Enzo pulls out his phone, and his fingers fly across the screen as I dictate what I want.
There are many ways to bring a person to their knees, figuratively and literally. I was being honest when I said I didn’t want to break Adalina, but I’d be lying if I said I didn’t want to see her give in to her soft, submissive side. I want to see vulnerability in her eyes. I want to see fear. I want to see love.
This dance with her father is just a minor inconvenience. Adalina belongs to me, and no one will stop me from claiming her.
Chapter 18
Adalina
Iget a feel for how my days will look after Dante leaves me in the bath.
I sink down to my nose in the bubbles and let the warm water soothe my aching muscles. The house is silent in the wake of Dante’s absence, which gives me time to think.
I can trace the steps of how I got here, at least back to last night.

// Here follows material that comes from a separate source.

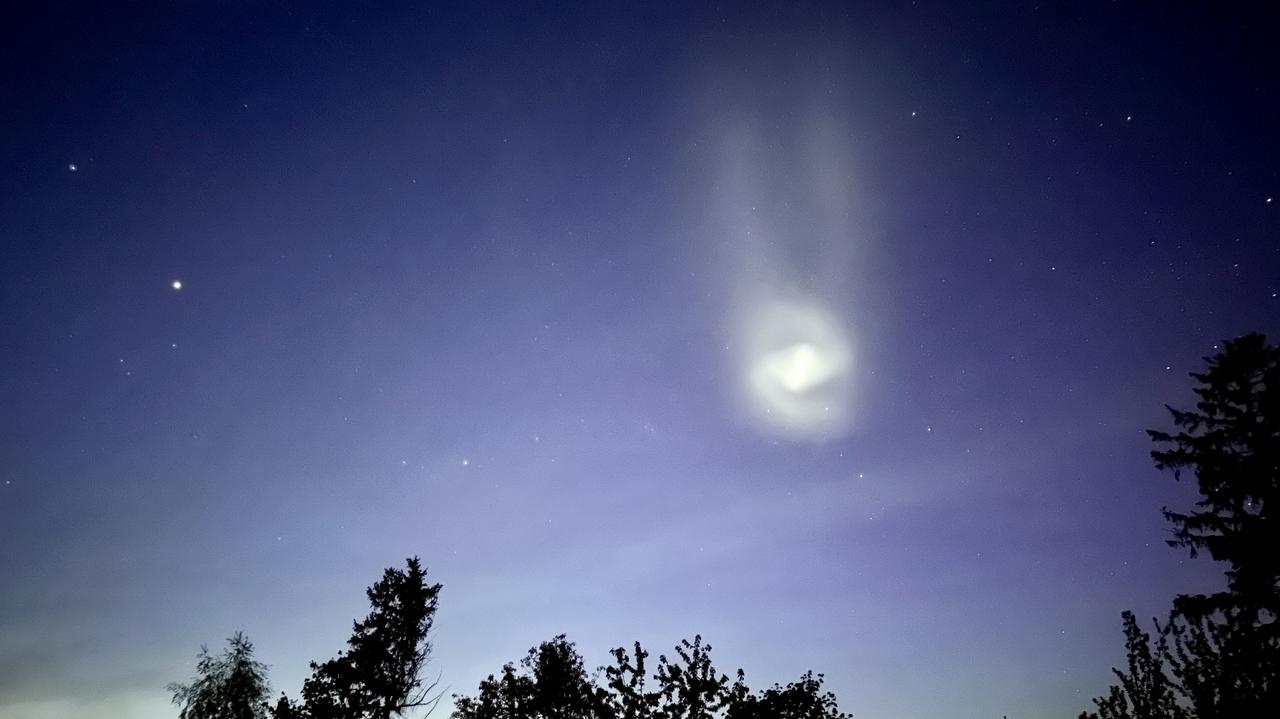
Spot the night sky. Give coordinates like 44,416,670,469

If I hadn’t agreed to go out with Ruggero and Annaliese, I wouldn’t be trapped in Dante’s mansion. But a nagging feeling gnaws at the back of my mind, telling me that even if I had stayed home last night, I would still find myself in this predicament.
Although I have little knowledge of my father’s business dealings, it is clear that his actions veer into the realm of illicit and immoral. You don’t have a team of loyal protectors at your disposal unless you are constantly in need of protection, and the only reason someone would need that level of security is if they are involved in illegal activities.
Dante’s twisted justification for kidnapping me is that my father supposedly owes him a vast sum of money. I never believed that my father was wealthy, but I didn’t realize he was deeply in debt to someone who would steal little girls as collateral.
As I finally emerge from the porcelain tub and wrap myself in a fluffy towel, I reluctantly accept that I will have to choose another dress from Dante’s sister’s closet. Though she may be a kind woman, if Dante can be believed, I can’t help but feel uncomfortable wearing someone else’s undergarments. Fortunately for me, Lucia Terlizzi has bigger breasts, so I don’t fit into any of her bras.
The rest of my afternoon is spent in eerie silence, broken only by the occasional creaking of the wooden floorboards beneath my feet. I wander around my new prison cell, taking in every detail. The books on the bookshelf are dusty and worn, their spines cracked from years of use. On Lucia’s nightstand, I find an array of trinkets and tiny treasures—a silver locket, a delicate porcelain figurine, and a worn leather journal containing poetry from ten years ago. Nothing seems particularly interesting to me.
I find myself sprawled out on the cool, hardwood floor as the sun sets, my legs propped up against the side of the bed. As I stare at the ceiling, I can’t help but ponder the decisions that led me to this moment.
A sudden, sharp knock echoes through the bedroom, sending a shiver of anticipation down my spine. I hear the familiar sound of locks being unlocked, and then Enzo’s silhouette appears in the doorway. My heart rate slows as my anxiety dissipates, and I resume my position of staring blankly at the ceiling above me, lost in my thoughts.